Schwarzkopf was born in Trenton, New Jersey, the son of Ruth Alice (née Bowman) and Herbert Norman Schwarzkopf. His paternal grandparents were German. His father served in the US Army before becoming the Superintendent of the New Jersey State Police, where he worked as a lead investigator on the 1932 Lindbergh baby kidnapping case before returning to an Army career and rising to the rank of Major General. In January 1952, Schwarzkopf’s birth certificate was amended to make his name “H. Norman Schwarzkopf”. This was done as an act of revenge against the upper class cadets at West Point because his father hated his own first name “Herbert” and when he attended West Point the upper class cadets yelled at him for signing his name “H. Norman Schwarzkopf”. His connection with the Persian Gulf region began very early. In 1946, when he was 12, he and the rest of his family joined their father, stationed in Tehran, Iran, where his father went on to be instrumental in Operation Ajax, eventually forming the Shah’s secret police SAVAK, as well. He attended the Community High School in Tehran, later the International School of Geneva at La Châtaigneraie, Frankfurt High School in Frankfurt, Germany and attended and graduated from Valley Forge Military Academy. He was also a member of Mensa.—Wikipedia
A special forces friend of mine once told me that he met Major Schuwarzkopf in Vietnam. He met him because the Major was out in the field with his men much of the time unlike other officers.

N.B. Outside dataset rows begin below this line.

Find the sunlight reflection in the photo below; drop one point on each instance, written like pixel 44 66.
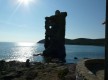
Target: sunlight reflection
pixel 25 44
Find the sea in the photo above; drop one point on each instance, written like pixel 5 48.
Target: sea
pixel 22 51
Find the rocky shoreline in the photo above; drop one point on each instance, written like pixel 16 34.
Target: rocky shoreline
pixel 14 70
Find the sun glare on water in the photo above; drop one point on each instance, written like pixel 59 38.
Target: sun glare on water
pixel 25 44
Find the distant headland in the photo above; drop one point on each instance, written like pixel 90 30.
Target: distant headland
pixel 82 41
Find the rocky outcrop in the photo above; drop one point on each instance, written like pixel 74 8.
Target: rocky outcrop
pixel 37 71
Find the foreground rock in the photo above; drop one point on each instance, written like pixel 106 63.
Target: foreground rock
pixel 14 70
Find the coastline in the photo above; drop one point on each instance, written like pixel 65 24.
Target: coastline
pixel 14 70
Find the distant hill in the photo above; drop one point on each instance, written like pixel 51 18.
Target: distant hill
pixel 82 41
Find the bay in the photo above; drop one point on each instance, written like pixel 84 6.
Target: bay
pixel 23 50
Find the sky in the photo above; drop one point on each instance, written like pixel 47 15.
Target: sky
pixel 24 20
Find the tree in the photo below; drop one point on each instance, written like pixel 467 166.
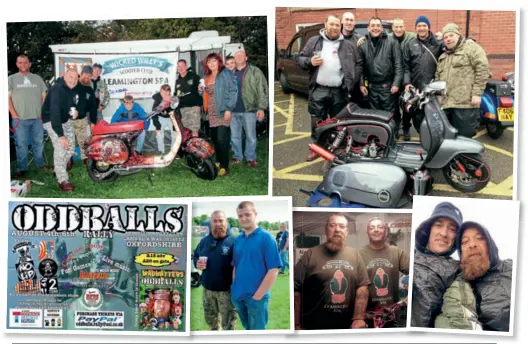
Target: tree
pixel 197 220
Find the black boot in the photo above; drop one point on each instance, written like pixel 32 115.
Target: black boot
pixel 406 135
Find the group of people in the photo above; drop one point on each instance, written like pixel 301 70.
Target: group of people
pixel 471 294
pixel 238 272
pixel 234 98
pixel 335 285
pixel 345 66
pixel 33 108
pixel 161 309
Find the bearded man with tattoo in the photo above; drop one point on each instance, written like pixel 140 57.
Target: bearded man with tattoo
pixel 331 282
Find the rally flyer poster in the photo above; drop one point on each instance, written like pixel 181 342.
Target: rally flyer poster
pixel 98 267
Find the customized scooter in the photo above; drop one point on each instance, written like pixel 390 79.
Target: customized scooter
pixel 110 150
pixel 497 105
pixel 369 168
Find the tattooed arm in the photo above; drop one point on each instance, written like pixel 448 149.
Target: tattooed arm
pixel 360 307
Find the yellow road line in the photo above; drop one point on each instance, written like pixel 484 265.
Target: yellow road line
pixel 299 166
pixel 279 110
pixel 298 137
pixel 480 133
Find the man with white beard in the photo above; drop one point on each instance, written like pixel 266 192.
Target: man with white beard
pixel 489 276
pixel 331 282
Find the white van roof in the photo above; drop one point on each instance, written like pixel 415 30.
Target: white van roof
pixel 199 40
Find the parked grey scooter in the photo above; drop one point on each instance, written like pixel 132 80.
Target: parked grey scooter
pixel 370 168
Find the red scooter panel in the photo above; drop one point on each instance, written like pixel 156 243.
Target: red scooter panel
pixel 103 127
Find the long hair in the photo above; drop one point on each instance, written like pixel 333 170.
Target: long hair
pixel 218 58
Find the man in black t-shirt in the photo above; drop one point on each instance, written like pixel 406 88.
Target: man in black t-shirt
pixel 190 104
pixel 331 283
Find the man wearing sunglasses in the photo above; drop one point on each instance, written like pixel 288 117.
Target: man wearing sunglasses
pixel 213 256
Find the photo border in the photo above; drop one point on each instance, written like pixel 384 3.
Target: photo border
pixel 290 257
pixel 361 211
pixel 513 292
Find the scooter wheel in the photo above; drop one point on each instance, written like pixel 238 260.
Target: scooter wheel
pixel 202 168
pixel 469 181
pixel 494 130
pixel 95 173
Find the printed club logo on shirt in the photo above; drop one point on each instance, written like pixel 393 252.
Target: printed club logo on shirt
pixel 338 287
pixel 27 83
pixel 381 282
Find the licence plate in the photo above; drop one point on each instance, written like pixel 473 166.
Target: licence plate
pixel 506 114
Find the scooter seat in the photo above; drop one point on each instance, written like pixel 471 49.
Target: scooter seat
pixel 103 127
pixel 355 112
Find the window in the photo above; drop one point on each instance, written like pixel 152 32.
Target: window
pixel 295 48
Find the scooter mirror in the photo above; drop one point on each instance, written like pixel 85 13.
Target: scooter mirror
pixel 175 102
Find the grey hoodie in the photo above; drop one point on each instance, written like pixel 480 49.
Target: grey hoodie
pixel 330 72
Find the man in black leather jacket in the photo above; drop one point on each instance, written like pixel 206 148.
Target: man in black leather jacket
pixel 383 67
pixel 434 269
pixel 490 277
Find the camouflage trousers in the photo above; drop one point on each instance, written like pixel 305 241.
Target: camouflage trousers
pixel 82 130
pixel 61 156
pixel 191 117
pixel 218 303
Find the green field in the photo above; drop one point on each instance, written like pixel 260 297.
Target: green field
pixel 174 181
pixel 279 306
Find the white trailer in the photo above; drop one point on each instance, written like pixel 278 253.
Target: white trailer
pixel 139 68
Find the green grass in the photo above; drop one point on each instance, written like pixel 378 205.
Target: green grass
pixel 279 306
pixel 173 181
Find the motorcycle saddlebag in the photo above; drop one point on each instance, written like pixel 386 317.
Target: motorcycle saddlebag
pixel 498 88
pixel 374 184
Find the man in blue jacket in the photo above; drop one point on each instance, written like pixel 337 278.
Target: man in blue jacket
pixel 213 256
pixel 256 264
pixel 131 111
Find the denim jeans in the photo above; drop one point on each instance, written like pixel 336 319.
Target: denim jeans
pixel 140 141
pixel 28 132
pixel 166 124
pixel 284 260
pixel 246 121
pixel 253 314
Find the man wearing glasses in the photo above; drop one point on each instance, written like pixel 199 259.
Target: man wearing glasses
pixel 213 256
pixel 331 283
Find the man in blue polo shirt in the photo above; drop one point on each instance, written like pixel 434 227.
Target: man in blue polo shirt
pixel 213 256
pixel 256 265
pixel 284 247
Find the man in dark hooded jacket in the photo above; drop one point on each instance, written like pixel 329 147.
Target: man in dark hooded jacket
pixel 383 67
pixel 434 269
pixel 490 276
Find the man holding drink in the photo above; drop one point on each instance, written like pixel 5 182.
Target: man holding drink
pixel 217 273
pixel 334 67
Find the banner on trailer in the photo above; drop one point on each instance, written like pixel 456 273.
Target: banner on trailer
pixel 138 75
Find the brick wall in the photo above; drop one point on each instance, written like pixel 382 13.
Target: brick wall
pixel 493 30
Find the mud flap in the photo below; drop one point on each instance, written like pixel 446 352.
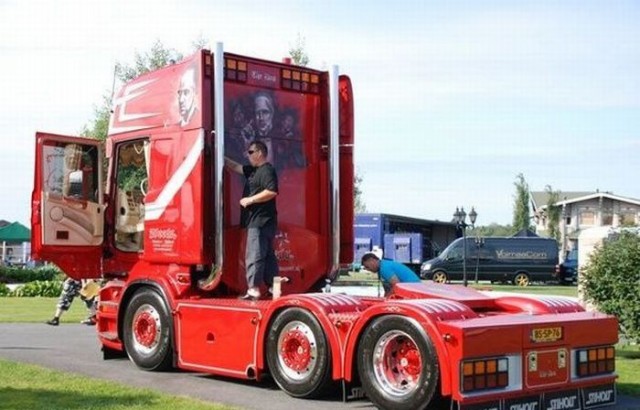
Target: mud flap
pixel 352 391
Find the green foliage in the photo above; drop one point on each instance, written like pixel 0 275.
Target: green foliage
pixel 553 213
pixel 39 288
pixel 298 53
pixel 24 275
pixel 493 229
pixel 98 127
pixel 611 281
pixel 159 56
pixel 521 217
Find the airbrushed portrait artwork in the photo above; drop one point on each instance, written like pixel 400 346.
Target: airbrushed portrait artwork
pixel 256 116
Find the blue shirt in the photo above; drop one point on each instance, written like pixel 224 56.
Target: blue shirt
pixel 389 269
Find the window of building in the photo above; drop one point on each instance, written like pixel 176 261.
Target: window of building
pixel 628 216
pixel 587 217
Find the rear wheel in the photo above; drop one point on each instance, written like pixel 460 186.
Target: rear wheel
pixel 147 331
pixel 440 277
pixel 298 355
pixel 521 279
pixel 397 364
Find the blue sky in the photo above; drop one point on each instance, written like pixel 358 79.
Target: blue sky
pixel 453 98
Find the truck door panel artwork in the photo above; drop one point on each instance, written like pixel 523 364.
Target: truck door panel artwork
pixel 167 99
pixel 67 210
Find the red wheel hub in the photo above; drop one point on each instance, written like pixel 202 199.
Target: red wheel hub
pixel 145 329
pixel 409 359
pixel 296 350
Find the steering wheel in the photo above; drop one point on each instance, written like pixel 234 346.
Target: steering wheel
pixel 144 184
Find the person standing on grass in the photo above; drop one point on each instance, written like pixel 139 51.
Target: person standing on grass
pixel 70 289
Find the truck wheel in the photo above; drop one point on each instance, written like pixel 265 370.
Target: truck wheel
pixel 298 355
pixel 397 364
pixel 521 279
pixel 440 277
pixel 147 331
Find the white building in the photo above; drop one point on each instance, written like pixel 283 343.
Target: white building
pixel 583 210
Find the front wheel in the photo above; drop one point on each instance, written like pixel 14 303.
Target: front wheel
pixel 440 277
pixel 521 279
pixel 147 331
pixel 397 364
pixel 298 354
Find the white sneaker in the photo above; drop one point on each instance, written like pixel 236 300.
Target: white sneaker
pixel 252 294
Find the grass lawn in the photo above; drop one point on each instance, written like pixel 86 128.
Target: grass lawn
pixel 24 386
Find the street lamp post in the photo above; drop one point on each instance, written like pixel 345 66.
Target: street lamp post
pixel 460 217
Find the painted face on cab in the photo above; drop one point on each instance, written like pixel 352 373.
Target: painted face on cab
pixel 263 114
pixel 186 94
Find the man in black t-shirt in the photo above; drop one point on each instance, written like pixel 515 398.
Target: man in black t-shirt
pixel 259 216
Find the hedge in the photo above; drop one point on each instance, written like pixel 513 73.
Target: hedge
pixel 25 275
pixel 611 281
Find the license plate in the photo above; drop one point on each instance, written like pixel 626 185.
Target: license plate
pixel 546 334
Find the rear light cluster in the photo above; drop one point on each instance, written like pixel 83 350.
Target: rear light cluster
pixel 485 374
pixel 235 70
pixel 596 360
pixel 300 81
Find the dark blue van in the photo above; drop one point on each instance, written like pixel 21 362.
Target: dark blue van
pixel 519 260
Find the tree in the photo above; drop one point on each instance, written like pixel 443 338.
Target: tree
pixel 521 217
pixel 493 229
pixel 157 57
pixel 358 202
pixel 611 281
pixel 553 213
pixel 298 53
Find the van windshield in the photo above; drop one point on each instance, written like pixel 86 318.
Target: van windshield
pixel 453 251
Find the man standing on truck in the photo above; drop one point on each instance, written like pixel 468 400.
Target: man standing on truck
pixel 259 215
pixel 390 272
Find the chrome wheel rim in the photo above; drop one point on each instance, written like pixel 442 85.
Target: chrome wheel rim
pixel 397 363
pixel 146 329
pixel 297 351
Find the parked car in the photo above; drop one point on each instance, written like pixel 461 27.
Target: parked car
pixel 567 271
pixel 519 260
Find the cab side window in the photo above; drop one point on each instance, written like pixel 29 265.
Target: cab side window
pixel 131 180
pixel 69 171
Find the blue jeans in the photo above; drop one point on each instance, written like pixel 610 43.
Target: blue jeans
pixel 260 258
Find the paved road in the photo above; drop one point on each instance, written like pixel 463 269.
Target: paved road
pixel 75 348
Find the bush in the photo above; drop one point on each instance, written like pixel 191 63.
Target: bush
pixel 24 275
pixel 611 281
pixel 39 288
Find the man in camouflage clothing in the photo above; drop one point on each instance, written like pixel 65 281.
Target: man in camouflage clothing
pixel 70 289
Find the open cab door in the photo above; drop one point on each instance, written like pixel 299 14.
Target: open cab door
pixel 67 210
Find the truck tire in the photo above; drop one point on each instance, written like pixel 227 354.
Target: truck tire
pixel 147 331
pixel 521 279
pixel 440 277
pixel 298 355
pixel 397 364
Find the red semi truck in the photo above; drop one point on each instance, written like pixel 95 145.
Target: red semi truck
pixel 166 240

Wikipedia recounts one story:
He had received word that men under his command had encountered a minefield on the notorious Batangan Peninsula, he rushed to the scene in his helicopter, as was his custom while a battalion commander, in order to make his helicopter available. He found several soldiers still trapped in the minefield. Schwarzkopf urged them to retrace their steps slowly. Still, one man tripped a mine and was severely wounded but remained conscious. As the wounded man flailed in agony, the soldiers around him feared that he would set off another mine. Schwarzkopf, also wounded by the explosion, crawled across the minefield to the wounded man and held him down (using a “pinning” technique from his wrestling days at West Point) so another could splint his shattered leg. One soldier stepped away to break a branch from a nearby tree to make the splint. In doing so, he too hit a mine, which killed him and the two men closest to him, and blew an arm and a leg off Schwarzkopf’s artillery liaison officer. Eventually, Schwarzkopf led his surviving men to safety, by ordering the division engineers to mark the locations of the mines with shaving cream.
General Schwarzkopf came to national attention during Desert Storm, though that was not his intent. It was known that he desired to be on the ground in Iraq to coordinate efforts, like most good commanders, but was called back to conduct press conferences.
He was offered the position of Chief of Staff of the Army, but declined retiring in August of ’91. In 1992 his autobiography It Doesn’t Take a Hero was published.
The General passed away today in Tampa, Florida suffering complications arising from pneumonia.